Что оставалось со мной до конца? Злоба. И храня эту злобу, я рассчитывал умереть. Но смерть, такая близкая совсем недавно, стала понемногу отодвигаться. Не жизнью была смерть замещена, а полусознанием, существованием, которому нет формул и которое не может называться жизнью. Каждый день, каждый восход солнца приносил опасность нового, смертельного толчка. Но толчка не было. Я работал кипятильщиком – легчайшая из всех работ, легче, чем быть сторожем, но я не успевал нарубить дров для титана, кипятильника системы «Титан». Меня могли выгнать – но куда? Тайга далеко, поселок наш, «командировка» по-колымскому, – это как остров в таежном мире. Я еле таскал ноги, расстояние в двести метров от палатки до работы казалось мне бесконечным, и я не один раз садился отдыхать. Я и сейчас помню все выбоины, все ямы, все рытвины на этой смертной тропе; ручей, перед которым я ложился на живот и лакал холодную, вкусную, целебную воду. Двуручная пила, которую я таскал то на плече, то волоком, держа за одну ручку, казалась мне грузом невероятной тяжести.

Я никогда не мог вовремя вскипятить воду, добиться, чтобы титан закипал к обеду.

Но никто из рабочих из вольняшек, все они были вчерашними заключенными – не обращал внимания, кипела ли вода или нет. Колыма научила всех нас различать питьевую воду только по температуре. Горячая, холодная, а не кипяченая и сырая.

 

Нам не было дела до диалектического скачка перехода количества в качество. Мы не были философами. Мы были работягами, и наша горячая питьевая вода этих важных качеств скачка не имела.

Я ел, равнодушно стараясь съесть все, что попадалось на глаза, – обрезки, обломки съестного, прошлогодние ягоды на болоте. Вчерашний или позавчерашний суп из «вольного» котла. Нет, вчерашнего супа у наших вольняшек не оставалось.

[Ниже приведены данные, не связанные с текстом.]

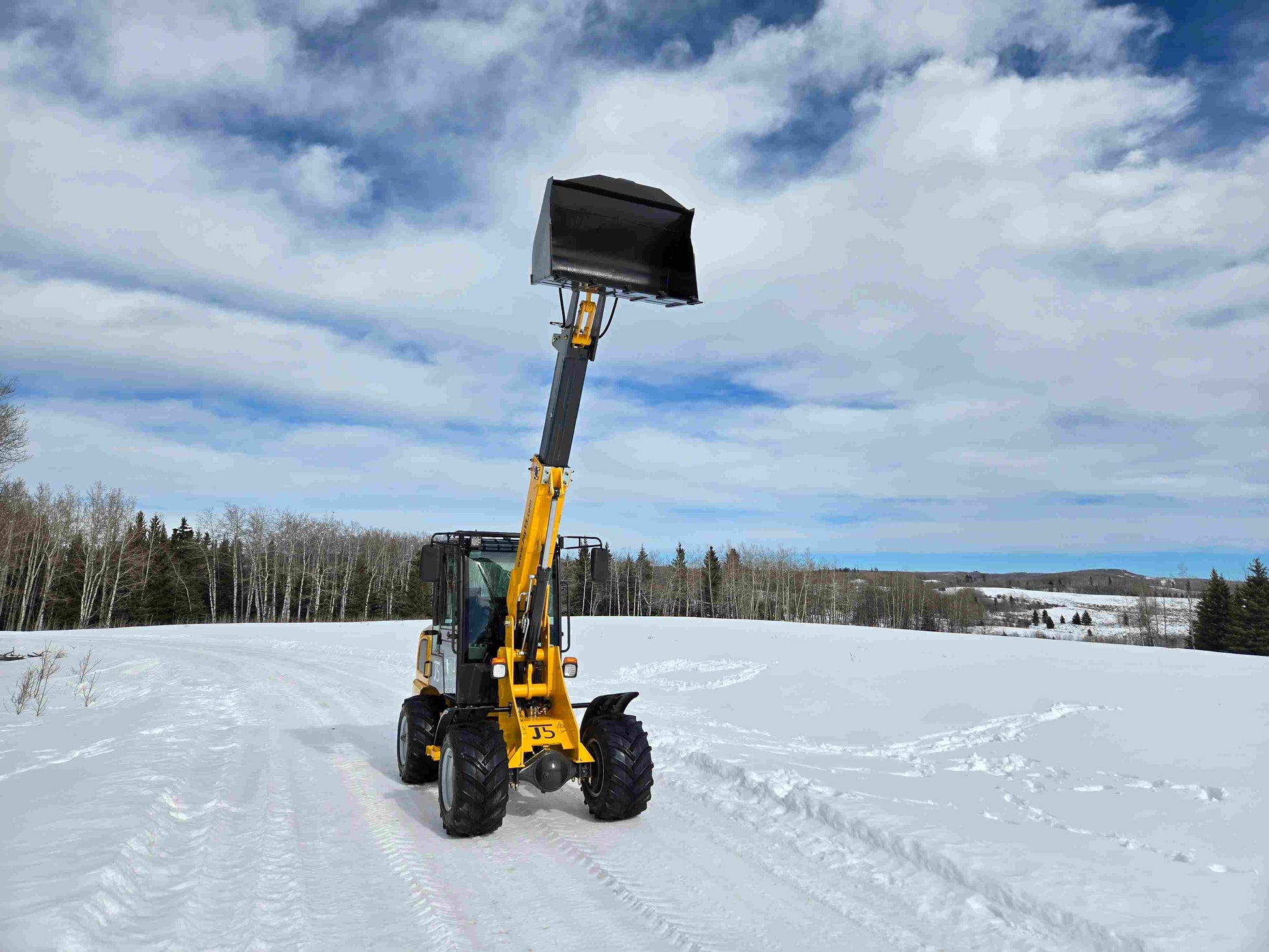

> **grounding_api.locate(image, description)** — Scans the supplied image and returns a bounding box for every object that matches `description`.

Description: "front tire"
[397,694,439,783]
[436,720,509,837]
[581,713,652,820]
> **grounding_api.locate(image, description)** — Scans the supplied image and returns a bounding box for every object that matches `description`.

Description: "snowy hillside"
[976,586,1198,641]
[0,621,1269,952]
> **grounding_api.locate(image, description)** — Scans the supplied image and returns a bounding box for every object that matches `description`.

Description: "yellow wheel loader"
[397,175,700,837]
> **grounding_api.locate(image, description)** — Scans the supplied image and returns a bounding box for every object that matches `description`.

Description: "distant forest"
[0,469,1269,654]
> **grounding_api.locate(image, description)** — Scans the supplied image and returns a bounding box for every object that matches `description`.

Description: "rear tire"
[436,720,509,837]
[397,694,439,783]
[581,715,652,820]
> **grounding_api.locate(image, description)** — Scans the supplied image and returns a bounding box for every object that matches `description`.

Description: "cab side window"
[433,554,458,626]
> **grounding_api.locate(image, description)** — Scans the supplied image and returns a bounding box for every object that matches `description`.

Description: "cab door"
[430,552,462,696]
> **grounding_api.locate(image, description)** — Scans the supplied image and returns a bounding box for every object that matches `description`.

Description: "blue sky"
[0,0,1269,573]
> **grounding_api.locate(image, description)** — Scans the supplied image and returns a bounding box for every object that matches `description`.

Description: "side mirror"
[419,546,440,583]
[590,548,613,585]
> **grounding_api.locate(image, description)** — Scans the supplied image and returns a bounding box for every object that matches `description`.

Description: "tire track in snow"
[659,739,1144,952]
[333,744,460,952]
[529,812,732,952]
[66,678,252,948]
[251,746,308,948]
[661,797,943,952]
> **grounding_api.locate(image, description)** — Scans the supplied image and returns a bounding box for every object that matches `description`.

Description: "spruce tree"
[141,515,177,625]
[1190,569,1231,651]
[671,542,691,614]
[700,546,722,618]
[1230,559,1269,655]
[634,546,652,616]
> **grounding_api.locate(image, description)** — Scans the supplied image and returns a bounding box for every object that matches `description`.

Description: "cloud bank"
[0,0,1269,563]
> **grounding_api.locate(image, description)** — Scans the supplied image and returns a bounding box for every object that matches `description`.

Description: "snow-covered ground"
[976,586,1198,640]
[0,618,1269,952]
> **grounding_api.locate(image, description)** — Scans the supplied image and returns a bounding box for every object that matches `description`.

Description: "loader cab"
[419,532,562,706]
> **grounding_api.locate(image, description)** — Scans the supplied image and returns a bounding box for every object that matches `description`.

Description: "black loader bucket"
[530,175,700,307]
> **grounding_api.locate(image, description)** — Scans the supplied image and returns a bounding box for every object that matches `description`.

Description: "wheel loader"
[397,175,700,837]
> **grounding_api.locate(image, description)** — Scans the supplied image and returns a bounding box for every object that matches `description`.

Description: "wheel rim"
[586,737,604,796]
[440,747,455,810]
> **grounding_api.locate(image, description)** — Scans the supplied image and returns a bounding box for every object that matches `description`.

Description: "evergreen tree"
[1230,559,1269,655]
[141,515,177,625]
[168,518,207,622]
[670,542,689,614]
[1190,569,1231,651]
[700,546,722,618]
[634,546,652,616]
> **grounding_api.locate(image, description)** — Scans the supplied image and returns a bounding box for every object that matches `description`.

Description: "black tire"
[397,694,440,783]
[436,720,509,837]
[581,715,652,820]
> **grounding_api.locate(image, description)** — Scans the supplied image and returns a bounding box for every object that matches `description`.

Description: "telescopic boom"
[500,175,700,762]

В палатке нашей было два ружья, два дробовика. Куропатки не боялись людей, и первое время птицу били прямо с порога палатки. Добыча запекалась целиком в золе костра или варилась, когда ощипывалась бережно. Пух-перо – на подушку, тоже коммерция, верные деньги – приработок вольных хозяев ружей и таежных птиц. Выпотрошенные, ощипанные куропатки варились в консервных банках – трехлитровых, подвешенных к кострам. От этих таинственных птиц я никогда не находил никаких остатков. Голодные вольные желудки измельчили, смололи, иссосали все птичьи кости без остатка. Это тоже было одно из чудес тайги.

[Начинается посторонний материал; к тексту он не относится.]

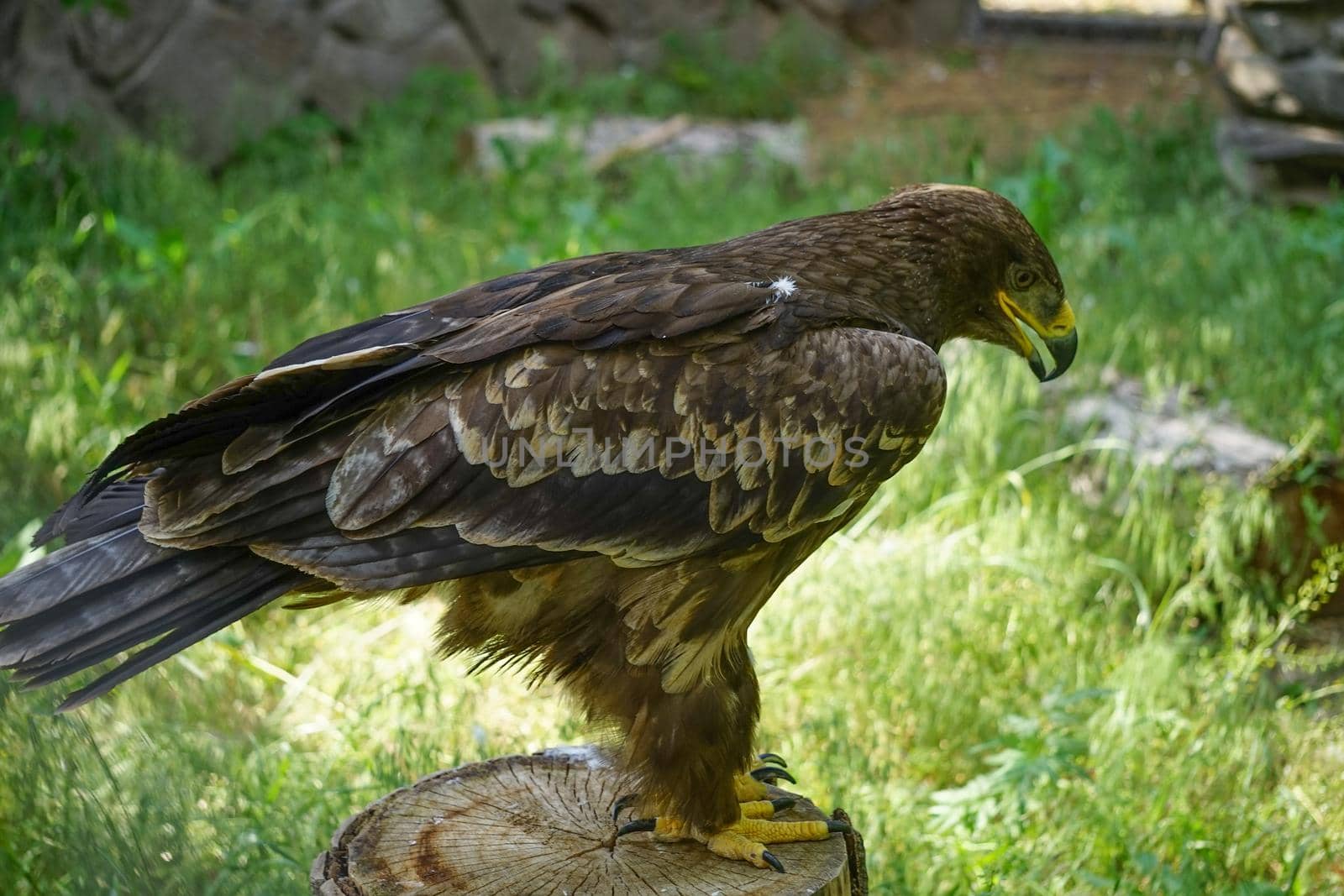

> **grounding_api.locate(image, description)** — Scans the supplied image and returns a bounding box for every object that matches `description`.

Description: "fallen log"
[309,747,867,896]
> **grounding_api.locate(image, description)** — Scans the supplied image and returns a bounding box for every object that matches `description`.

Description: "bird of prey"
[0,184,1077,871]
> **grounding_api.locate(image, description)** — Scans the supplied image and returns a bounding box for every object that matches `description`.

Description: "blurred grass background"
[0,23,1344,896]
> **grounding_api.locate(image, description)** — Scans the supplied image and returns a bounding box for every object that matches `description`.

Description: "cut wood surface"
[311,747,867,896]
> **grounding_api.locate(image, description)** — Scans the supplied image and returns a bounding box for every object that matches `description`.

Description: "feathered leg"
[621,643,845,872]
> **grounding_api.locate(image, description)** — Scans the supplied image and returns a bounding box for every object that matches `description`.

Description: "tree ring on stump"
[309,747,862,896]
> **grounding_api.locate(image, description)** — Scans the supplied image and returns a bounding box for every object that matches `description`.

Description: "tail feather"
[13,567,276,689]
[0,549,238,666]
[0,525,172,625]
[0,479,309,710]
[56,564,301,712]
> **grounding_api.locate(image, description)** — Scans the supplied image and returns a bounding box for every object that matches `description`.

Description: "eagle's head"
[874,184,1078,381]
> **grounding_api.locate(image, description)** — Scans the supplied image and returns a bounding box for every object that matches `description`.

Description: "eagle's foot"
[732,752,798,804]
[612,752,849,872]
[617,798,849,873]
[612,752,798,820]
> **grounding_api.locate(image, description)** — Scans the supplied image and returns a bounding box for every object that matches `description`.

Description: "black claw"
[616,818,659,837]
[751,766,798,784]
[612,794,640,820]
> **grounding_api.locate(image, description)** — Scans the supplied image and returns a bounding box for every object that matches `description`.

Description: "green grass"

Я никогда не попробовал ни кусочка от этих куропаток. Мое – были ягоды, корни травы, пайка. И я – не умирал. Я стал все более равнодушно, без злобы, смотреть на холодное красное солнце, на горы, гольцы, где все: скалы, повороты ручья, лиственницы, тополя – было угловатым и недружелюбным. По вечерам с реки поднимался холодный туман – и не было часа в таежных сутках, когда мне было бы тепло.

Отмороженные пальцы рук и ног ныли, гудели от боли. Ярко-розовая кожа пальцев так и оставалась розовой, легко ранимой. Пальцы были вечно замотаны в какие-то грязные тряпки, оберегая руку от новой раны, от боли, но не от инфекции. Из больших пальцев на обеих ногах сочился гной, и не было гною конца.

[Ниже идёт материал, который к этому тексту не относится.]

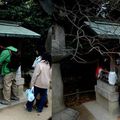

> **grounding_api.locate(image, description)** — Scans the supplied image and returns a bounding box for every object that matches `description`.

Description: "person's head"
[42,52,52,67]
[6,46,18,52]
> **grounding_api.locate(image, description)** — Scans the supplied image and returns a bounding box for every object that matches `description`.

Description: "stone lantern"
[46,24,79,120]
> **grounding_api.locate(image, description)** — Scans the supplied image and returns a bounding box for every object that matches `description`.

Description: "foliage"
[0,0,52,35]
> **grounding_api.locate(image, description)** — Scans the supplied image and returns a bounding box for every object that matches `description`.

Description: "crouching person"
[26,53,52,112]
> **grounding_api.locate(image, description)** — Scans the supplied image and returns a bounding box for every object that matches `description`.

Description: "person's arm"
[31,64,41,87]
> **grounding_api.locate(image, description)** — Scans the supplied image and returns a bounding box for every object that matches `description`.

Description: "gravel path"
[0,89,52,120]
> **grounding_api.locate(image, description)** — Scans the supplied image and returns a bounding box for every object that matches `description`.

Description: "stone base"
[95,80,120,114]
[52,108,80,120]
[96,92,120,114]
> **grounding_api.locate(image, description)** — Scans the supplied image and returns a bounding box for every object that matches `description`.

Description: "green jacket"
[0,46,17,75]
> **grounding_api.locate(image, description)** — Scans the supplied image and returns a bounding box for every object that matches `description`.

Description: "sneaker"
[0,100,11,105]
[11,97,19,101]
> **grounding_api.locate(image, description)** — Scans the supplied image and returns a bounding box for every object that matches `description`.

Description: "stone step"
[0,93,26,110]
[75,101,118,120]
[97,80,118,92]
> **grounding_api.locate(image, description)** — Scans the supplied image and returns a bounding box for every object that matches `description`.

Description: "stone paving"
[0,90,52,120]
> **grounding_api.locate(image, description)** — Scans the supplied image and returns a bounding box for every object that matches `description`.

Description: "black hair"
[42,52,52,67]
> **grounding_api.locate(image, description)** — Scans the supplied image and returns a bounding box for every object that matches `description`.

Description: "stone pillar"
[52,63,65,114]
[95,80,120,114]
[46,24,79,120]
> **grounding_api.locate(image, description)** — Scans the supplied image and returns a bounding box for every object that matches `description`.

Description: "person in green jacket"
[0,46,19,105]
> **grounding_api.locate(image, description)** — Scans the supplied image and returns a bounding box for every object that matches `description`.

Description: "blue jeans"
[26,86,47,112]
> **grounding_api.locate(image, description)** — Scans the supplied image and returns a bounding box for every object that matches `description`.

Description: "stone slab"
[97,80,118,92]
[52,108,80,120]
[96,92,120,114]
[95,86,119,102]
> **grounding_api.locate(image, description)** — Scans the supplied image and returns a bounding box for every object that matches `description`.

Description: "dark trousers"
[26,86,47,112]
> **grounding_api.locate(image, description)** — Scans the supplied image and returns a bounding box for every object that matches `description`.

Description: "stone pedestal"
[52,63,65,114]
[95,80,120,114]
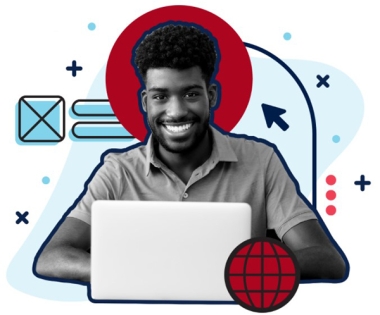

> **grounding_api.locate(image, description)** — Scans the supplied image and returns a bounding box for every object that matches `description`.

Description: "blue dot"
[333,135,340,143]
[87,22,96,31]
[284,32,292,40]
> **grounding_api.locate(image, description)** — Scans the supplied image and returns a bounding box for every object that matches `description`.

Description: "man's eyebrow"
[148,84,204,93]
[148,87,169,92]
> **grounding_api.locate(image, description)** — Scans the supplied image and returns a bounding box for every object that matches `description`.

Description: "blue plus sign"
[66,60,83,77]
[354,175,371,191]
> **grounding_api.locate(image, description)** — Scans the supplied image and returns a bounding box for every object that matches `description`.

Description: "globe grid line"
[225,237,300,313]
[243,244,255,306]
[272,242,289,307]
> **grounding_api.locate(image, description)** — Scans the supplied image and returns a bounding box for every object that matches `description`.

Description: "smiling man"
[36,25,346,281]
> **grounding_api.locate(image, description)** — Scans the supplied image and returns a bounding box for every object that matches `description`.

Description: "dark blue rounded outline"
[32,43,350,304]
[244,43,317,208]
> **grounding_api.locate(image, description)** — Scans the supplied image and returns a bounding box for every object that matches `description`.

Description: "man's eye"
[153,94,166,101]
[185,92,198,98]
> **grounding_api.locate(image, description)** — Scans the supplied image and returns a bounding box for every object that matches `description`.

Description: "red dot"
[326,175,336,185]
[326,206,336,215]
[326,190,336,200]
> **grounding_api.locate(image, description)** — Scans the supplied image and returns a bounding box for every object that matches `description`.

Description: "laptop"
[89,200,251,303]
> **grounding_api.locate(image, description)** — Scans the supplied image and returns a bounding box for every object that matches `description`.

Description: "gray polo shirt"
[69,128,316,239]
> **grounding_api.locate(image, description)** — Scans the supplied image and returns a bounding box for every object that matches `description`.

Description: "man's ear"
[207,84,218,107]
[141,90,148,112]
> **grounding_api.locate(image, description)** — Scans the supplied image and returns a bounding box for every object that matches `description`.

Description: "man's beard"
[148,115,210,153]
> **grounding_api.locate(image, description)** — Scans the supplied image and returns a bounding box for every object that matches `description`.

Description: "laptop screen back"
[91,201,251,302]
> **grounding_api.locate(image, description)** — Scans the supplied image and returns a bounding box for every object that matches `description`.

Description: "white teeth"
[165,124,192,132]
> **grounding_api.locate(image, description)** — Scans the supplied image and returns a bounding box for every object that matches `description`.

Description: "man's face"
[141,66,217,153]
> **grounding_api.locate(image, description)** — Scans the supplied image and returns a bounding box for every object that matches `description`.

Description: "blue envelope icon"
[18,95,65,142]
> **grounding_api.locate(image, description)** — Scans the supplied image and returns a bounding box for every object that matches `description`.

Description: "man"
[36,25,345,281]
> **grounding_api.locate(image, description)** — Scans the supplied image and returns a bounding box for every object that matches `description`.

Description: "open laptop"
[89,201,251,303]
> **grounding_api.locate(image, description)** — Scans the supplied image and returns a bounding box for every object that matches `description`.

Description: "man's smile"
[162,122,194,133]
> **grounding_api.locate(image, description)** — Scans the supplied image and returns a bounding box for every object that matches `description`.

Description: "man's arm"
[282,220,346,279]
[36,217,91,282]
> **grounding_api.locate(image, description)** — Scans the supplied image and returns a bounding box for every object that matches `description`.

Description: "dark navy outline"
[244,43,317,208]
[32,40,350,305]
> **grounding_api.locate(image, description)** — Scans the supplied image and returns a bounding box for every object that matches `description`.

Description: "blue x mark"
[16,211,29,224]
[317,74,330,88]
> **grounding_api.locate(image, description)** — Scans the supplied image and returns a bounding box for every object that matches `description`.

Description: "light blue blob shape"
[333,135,340,143]
[87,22,96,31]
[284,32,292,40]
[232,57,364,196]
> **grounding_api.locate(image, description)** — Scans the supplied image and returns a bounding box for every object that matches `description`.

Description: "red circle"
[326,206,336,215]
[106,5,253,141]
[326,175,336,185]
[326,190,336,200]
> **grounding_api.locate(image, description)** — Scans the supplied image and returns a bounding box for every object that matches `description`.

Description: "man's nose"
[166,97,188,119]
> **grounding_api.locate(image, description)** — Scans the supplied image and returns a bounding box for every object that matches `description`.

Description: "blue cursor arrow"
[261,104,289,131]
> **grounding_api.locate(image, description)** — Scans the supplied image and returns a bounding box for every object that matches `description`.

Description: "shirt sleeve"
[68,153,120,225]
[265,151,317,239]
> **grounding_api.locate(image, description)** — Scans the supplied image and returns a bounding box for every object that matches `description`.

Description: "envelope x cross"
[19,96,64,142]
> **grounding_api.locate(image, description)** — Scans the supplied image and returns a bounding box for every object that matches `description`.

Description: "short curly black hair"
[134,24,217,85]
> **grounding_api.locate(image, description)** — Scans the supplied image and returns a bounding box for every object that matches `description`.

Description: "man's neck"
[156,130,212,184]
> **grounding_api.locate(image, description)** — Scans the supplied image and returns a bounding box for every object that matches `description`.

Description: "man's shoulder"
[103,143,147,168]
[224,133,276,158]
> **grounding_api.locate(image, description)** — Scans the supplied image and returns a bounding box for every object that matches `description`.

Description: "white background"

Меня будили ударом в рельс. Ударом в рельс снимали с работы. После еды я сразу ложился на нары, не раздеваясь, конечно, и засыпал. Палатка, в которой я спал и жил, виделась мне как сквозь туман – где-то двигались люди, возникала громкая матерная брань, возникали драки, наступало мгновенно безмолвие перед опасным ударом. Драки быстро угасали – сами по себе, никто не удерживал, не разнимал, просто глохли моторы драки – и наступала ночная холодная тишина с бледным высоким небом сквозь дырки брезентового потолка, с храпом, хрипом, стонами, кашлем и беспамятной руганью спящих.

Однажды ночью я ощутил, что слышу эти стоны и хрипы. Ощущение было внезапным, как озарение, и не обрадовало меня. Позднее, вспоминая эту минуту удивления, я понял, что потребность сна, забытья, беспамятства стала меньше – я выспался, как говорил Моисей Моисеевич Кузнецов, наш кузнец, умница из умниц.

Появилась настойчивая боль в мышцах. Какие уж у меня были тогда мышцы – не знаю, но боль в них была, злила меня, не давала отвлечься от тела. Потом появилось у меня нечто иное, чем злость или злоба, существующее вместе со злостью. Появилось равнодушие – бесстрашие. Я понял, что мне все равно – будут меня бить или нет, будут давать обед и пайку – или нет. И хотя в разведке, на бесконвойной командировке, меня не били – бьют только на приисках, – я, вспоминая прииск, мерил свое мужество мерой прииска. Этим равнодушием, этим бесстрашием был переброшен мостик какой-то от смерти. Сознание, что бить здесь не будут, не бьют и не будут бить, рождало новые силы, новые чувства.

За равнодушием пришел страх – не очень сильный страх – боязнь лишиться этой спасительной жизни, этой спасительной работы кипятильщика, высокого холодного неба и ноющей боли в изношенных мускулах. Я понял, что боюсь уехать отсюда на прииск. Боюсь, и все. Я никогда не искал лучшего от хорошего в течение всей своей жизни. Мясо на моих костях день ото дня росло. Зависть – вот как называлось следующее чувство, которое вернулось ко мне. Я позавидовал мертвым своим товарищам – людям, которые погибли в тридцать восьмом году. Я позавидовал и живым соседям, которые что-то жуют, соседям, которые что-то закуривают. Я не завидовал начальнику, прорабу, бригадиру – это был другой мир.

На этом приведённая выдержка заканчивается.